The Yankees entered the final series of the homestand riding a relative high, having won each of the two previous series after dropping four games in a row as part of a stretch that saw them go 2-6. With the last-place Athletics on the card for a two-game blitz, the home team had a chance to build on their positive momentum heading into a six-game road trip.
Record: 99-37, .728 (up 19.0)
David Wells looked like a pitcher reborn after his perfect game on May 17th, pitching to a 2.84 ERA in the interceding 16 starts. Much of this was down to a resharpening of his command as he was able to cut his walk rate by almost two-thirds relative to his starts pre-perfecto. That command was on full display tonight, as he carved up the A’s lineup in one of the many masterful pitching performances by a Yankees starter in 1998.
It was clear from the first inning that the A’s hitters were in trouble, with Wells retiring the side in order on 13 pitches, striking out the first two batters he faced. He repeated the feat in the following frame, this time requiring just eight pitches to retire the side in order and strike out a pair. Every pitch was working, particularly his world-famous curveball, and he was able to command each offering to all four quadrants of an admittedly generous strike zone from home plate umpire Jim McKean.
Boomer struck out a batter in each of the next two frames, otherwise inducing weak contact that allowed him to enter the fifth with his pitch count at just 44. What’s more, after having witnessed his historic feat three-and-a-half months prior, the Yankee Stadium crowd was already whipping themselves into a frenzy of anticipation with each two-strike count and each inning completed without allowing a baserunner.
As if spurred on by the ascending volume in the stadium, Wells found another gear in the middle innings, striking out five batters in a row including the side in the sixth. The punchout of A.J. Hinch to end the sixth drew the ire of A’s manager Art Howe, who was ejected from the contest for his theatrics at home plate.
At this point, I’m sure everyone in the building was aware of what was transpiring, but Wells was about to face his sternest test of the game — facing the top of the A’s order for the third time. Excitement must have grown exponentially as Wells got Rickey Henderson to fly out, struck out Ryan Christenson, and quickly pushed the count to 0-2 against Jason Giambi.
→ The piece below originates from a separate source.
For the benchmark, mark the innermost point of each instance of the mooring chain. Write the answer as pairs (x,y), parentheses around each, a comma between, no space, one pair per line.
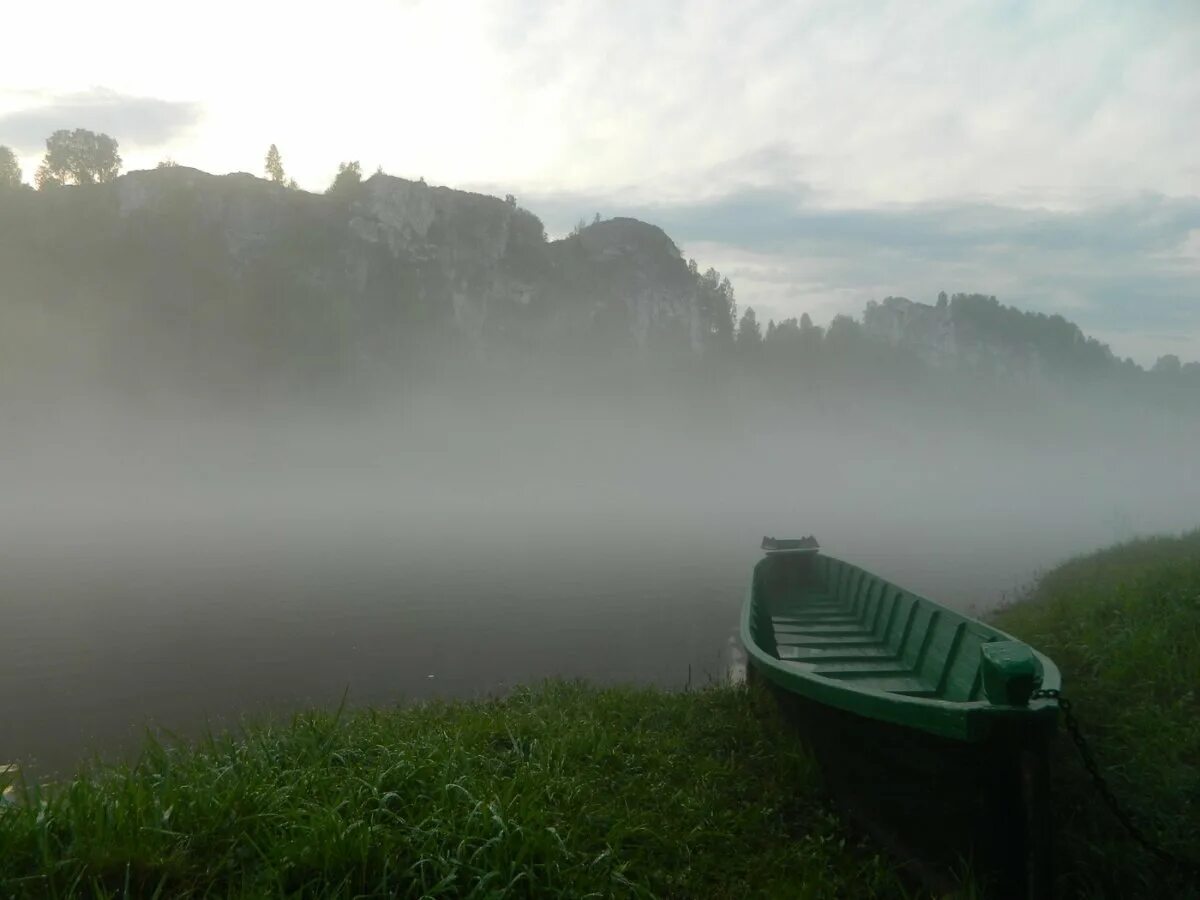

However, Wells’ future Yankees teammate played spoiler on the day, flipping his bat at a curveball to dunk it into center field just beyond Knoblauch’s outstretched glove to break up the perfect game and no-hit bid.
With that weight off his shoulders, Wells was able to cruise to the finish, allowing just one more hit (a Mike Blowers single to lead off the eighth) before retiring the side in order in the ninth. He finished the complete game shutout with 13 strikeouts — the second highest total of his career — surrendering two hits and no walks while throwing 113 pitches. It was his fifth complete-game shutout of the season to lead the Junior Circuit and lowered his season ERA to 3.22, as he would eventually finish third in AL Cy Young balloting to Roger Clemens and Pedro Martinez.
As for the offense, they gave Wells a 4-0 first inning lead that likely played a huge roll in allowing him to pitch stress-free across the whole outing. Knoblauch and Derek Jeter led off with a pair of single off Tom Candiotti, the pair scoring on a Paul O’Neill double to center. O’Neill would then steal third, allowing him to score on a Tino Martinez single, who himself stole second, advanced to third on a Tim Raines single, and scored on a Jorge Posada single.
O’Neill added a one-out single in the second, setting up a Bernie Williams two-run blast to make it 6-0 Yankees. Martinez wrapped up the scoring with a two-out solo shot in the seventh, with each of O’Neill, Williams, and Martinez driving in a pair in the Yankees 7-0 victory.